The difference between preferred stockholders and common stockholders is that the former are entitled to a certain preference — in the instant case to seven per cent cumulative dividends payable before any dividends on the common stock. This is a square-cut distinction between the two classes of stockholders, as long as the dividends on the preferred stock continue to be paid, for it is provided that the preferred stockholders have no voting powers or privileges. Even if the dividends are not paid, they are cumulative, and the preferred stockholder is still in a different class from the common stockholders, not only because of a lack of voting power but also because of still having a preferred claim over common stockholders for unpaid dividends.
While it is apparent that there may be conflicting interests between the holders of preferred stock and the holders of common stock, under the conditions and circumstances of the instant case, the preferred stockholders being interested in the continuance of the payment of their dividends while the common stockholders may be getting nothing, the statute provides the holders of common stock a remedy. One-fifth of the holders of the common stock may bring an action for dissolution. That this was the intention of the Legislature is indicated by the fact that a subsequent amendment (Public Laws, 1915, chap. 137) to the original *816statute (Public Laws, 1913, cbap. 147) provides for the insertion of a phrase “or whenever stockholders owning one-tenth or more in amount of the paid-up common stock of such corporation,” etc. It was the understanding of the 1915 Legislature that such was the intention of the 1913 Legislature.
This action was instituted under O. S., 1186. The contract under which the holders of preferred stock bought their stock from the corporation specifically provided that they were to have no voting powers or privileges. Their remedy for failure to pay dividends would not arise under this statute, but even if they were entitled to bring such an action they cannot qualify under its provisions, for they have received dividends within three years. “Defendant since its organization has paid dividends on its preferred stock according to the amount mentioned therein from the date of its issuance up to and including the dividend installment falling due 1 February, 1932, after which time it has paid no dividend on said preferred stock. This stipulation may be considered by the court on the motion to dismiss. This stipulation is not to be considered as an admission that the defendant earned any money wherewith to pay said dividends.”

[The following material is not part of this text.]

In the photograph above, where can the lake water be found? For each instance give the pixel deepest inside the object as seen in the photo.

It cannot be said that the interests of the two classes of stockholders may be merged by pooling the two classes of stock, for their interests are not the same. The holders of preferred stock are concerned with a continuance of their preferred dividends of seven per cent, the interest of the holders of common stock in conserving the assets of the corporation with a view to increased dividends later. The holders of the common. stock own the assets of the corporation after the holders of the preferred stock are paid.
Under the terms of the contract contained in the certificate of preferred stock, and under the provisions of C. S., 1186, the demurrer of the defendant should have been sustained, and the action of the lower court should be reversed.